À son avis, l'argument économique avancé pour aller habiter de plus en plus loin, vu le prix moins élevé des terrains et des maisons, ne tient pas la route. «Si les gens calculaient seulement ce que deux autos coûtent sur une vie. En plus, à ne plus avoir du monde coincé dans leur auto, qui marcherait ou pédalerait davantage, on aurait une population tellement plus en santé.

Priorités

«Quand on annonce 250 millions $pour la construction de la Grande Bibliothèque, à Montréal, on entend que c'est donc ben épouvantable, poursuit-il. Mais le gouvernement dépense 4 milliards $ pour l'échangeur Turcot, et personne ne dit rien...»

Le choix d'une vie où commerces, écoles et centres de loisirs sont accessibles à pied et à vélo, même si elle peut paraître utopique pour certains, demeure le plus susceptible de répondre aux impératifs du développement durable. «Regardez les Plaines, c'est un maudit beau terrain de jeu pour les enfants, il n'y a pas une cour qui accote ça, même avec le plus beau charcoal au monde. Tu pars avec ton ballon, à pied, ta nappe à carreaux pour aller faire un pique-nique. Comme citoyen, t'es dans le bonheur au quotidien.»

L'exemple danois

S'il est une ville dont Pierre Thibault ne cesse de chanter les louanges, c'est Copenhague. «Quand je reviens de là, je suis boosté à mort», lance-t-il, enthousiasmé par l'audace et la vision des dirigeants de la capitale danoise.

Lorsqu'il débarque là-bas, comme ce fut le cas cette semaine, l'architecte enfile ses chaussures de marche pour de longues promenades. Chaque fois, il en revient ébloui. «Tu cherches un mauvais projet et tu n'en trouves pas.»

Architecture, pistes cyclables, transports collectifs, jardins et places publiques, musées, tout à Copenhague le renverse. Le passionnant documentaire Demain en fait largement état. Dans la ville de la Petite sirène, 76 % des gens se déplacent soit à pied, à vélo ou en transport en commun.

Impressionné

«Je suis tellement impressionné. J'ai croisé une dame de 75 ans, sur une piste cyclable. Elle ressemblait à ma grand-mère. Je lui ai demandé son secret. Elle m'a répondu qu'elle pédale tous les jours depuis 50 ans, même quand il fait froid.

«Un ami danois est venu passer quelques jours à Québec récemment, poursuit-il. Je lui ai passé mon vélo. Il est revenu peu de temps après en me disant qu'il n'était pas question d'en faire ici, il avait failli se faire tuer deux fois...»
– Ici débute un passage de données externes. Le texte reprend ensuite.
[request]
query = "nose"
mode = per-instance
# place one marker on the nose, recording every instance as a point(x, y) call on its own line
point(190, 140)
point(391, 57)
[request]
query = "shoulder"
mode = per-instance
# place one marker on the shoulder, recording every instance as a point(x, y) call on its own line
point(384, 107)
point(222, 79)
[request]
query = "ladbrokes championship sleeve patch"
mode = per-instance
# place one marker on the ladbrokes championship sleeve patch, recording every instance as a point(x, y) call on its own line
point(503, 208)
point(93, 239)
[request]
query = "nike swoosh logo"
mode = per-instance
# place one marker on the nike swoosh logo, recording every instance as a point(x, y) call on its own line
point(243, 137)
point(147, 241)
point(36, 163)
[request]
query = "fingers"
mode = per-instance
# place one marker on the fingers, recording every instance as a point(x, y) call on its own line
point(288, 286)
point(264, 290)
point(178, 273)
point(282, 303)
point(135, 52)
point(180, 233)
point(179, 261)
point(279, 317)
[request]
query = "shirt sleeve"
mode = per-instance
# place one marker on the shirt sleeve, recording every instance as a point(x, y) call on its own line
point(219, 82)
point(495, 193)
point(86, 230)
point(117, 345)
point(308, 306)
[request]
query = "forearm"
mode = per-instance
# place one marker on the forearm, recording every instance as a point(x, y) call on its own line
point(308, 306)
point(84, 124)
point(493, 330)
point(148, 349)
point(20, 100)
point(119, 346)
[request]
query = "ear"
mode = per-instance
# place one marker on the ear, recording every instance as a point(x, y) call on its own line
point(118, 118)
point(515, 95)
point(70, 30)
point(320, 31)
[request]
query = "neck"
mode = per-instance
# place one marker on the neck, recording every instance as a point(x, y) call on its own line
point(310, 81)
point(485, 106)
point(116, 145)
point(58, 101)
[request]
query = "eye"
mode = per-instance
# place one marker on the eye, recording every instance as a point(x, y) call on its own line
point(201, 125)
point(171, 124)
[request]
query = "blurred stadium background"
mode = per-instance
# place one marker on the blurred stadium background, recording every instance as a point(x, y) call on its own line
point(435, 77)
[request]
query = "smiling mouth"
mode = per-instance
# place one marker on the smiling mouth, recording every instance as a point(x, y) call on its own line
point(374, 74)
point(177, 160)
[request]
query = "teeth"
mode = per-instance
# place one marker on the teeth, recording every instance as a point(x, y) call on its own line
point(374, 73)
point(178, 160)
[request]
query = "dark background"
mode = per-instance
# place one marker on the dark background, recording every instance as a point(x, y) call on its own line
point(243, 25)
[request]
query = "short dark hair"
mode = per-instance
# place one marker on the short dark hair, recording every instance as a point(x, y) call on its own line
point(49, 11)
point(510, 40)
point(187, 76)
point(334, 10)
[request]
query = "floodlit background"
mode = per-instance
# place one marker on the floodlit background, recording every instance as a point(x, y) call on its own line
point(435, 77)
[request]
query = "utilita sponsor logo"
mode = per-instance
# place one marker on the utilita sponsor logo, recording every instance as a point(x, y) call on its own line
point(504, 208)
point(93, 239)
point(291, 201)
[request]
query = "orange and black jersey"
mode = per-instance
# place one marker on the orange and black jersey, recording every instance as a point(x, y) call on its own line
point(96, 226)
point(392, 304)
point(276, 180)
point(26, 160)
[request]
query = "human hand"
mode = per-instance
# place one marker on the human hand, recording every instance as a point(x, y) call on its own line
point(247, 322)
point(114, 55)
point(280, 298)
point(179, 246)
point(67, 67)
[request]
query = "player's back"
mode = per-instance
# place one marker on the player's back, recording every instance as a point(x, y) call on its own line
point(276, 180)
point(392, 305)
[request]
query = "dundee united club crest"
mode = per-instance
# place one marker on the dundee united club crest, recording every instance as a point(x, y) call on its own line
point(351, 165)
À son avis, nos dirigeants devraient s'inspirer de l'exemple danois, et ne plus voir «juste la dépense», mais aussi «la valeur ajoutée» lorsque vient le temps de lancer un projet. Plus de pistes cyclables, un meilleur système de transport en commun, davantage de places publiques contribuent à améliorer le bien-être des citoyens et, par la bande, à diminuer les frais de santé.

En rafales

Un politicien

J'ai beaucoup aimé Jean-Paul L'Allier. Pour lui, la mission d'un politicien était de réunir les rêves et les possibles. J'aurais aimé qu'il connaisse un destin national.

Un personnage historique

Je regarde ce qu'a pu faire un architecte comme Frank Lloyd Wright (1867-1959), à une époque où les moyens technologiques d'aujourd'hui n'existaient pas, qu'on voyageait par bateau, et ça m'inspire.

Un réalisateur

J'ai travaillé avec Denys Arcand [sur le film Le règne de la beauté] et je le trouve important pour le regard qu'il porte sur le Québec. Son travail couvre une période de 50 ans et il demeure encore pertinent.

Un auteur de théâtre

Robert Lepage. Dans sa scénographie, on retrouve un minimum d'effort pour un maximum d'effet. C'est ce que je trouve extraordinaire chez lui.

Un musicien

Pierre Lapointe. J'aime son énergie et sa créativité. Il aime les arts visuels, il est un peu frondeur.

Un écrivain

Jacques Poulin. Il a une douceur que j'aime dans sa façon de décrire le Québec.

Un peintre

Il y a quelque chose de très inspirant dans le travail de Jean Paul Lemieux. Quand je marche sur les Plaines, l'hiver, je me sens comme dans un de ses tableaux.

Un musée

Le musée d'art moderne Louisiana, à Copenhague. Un écrin dans la nature. C'est fabuleux.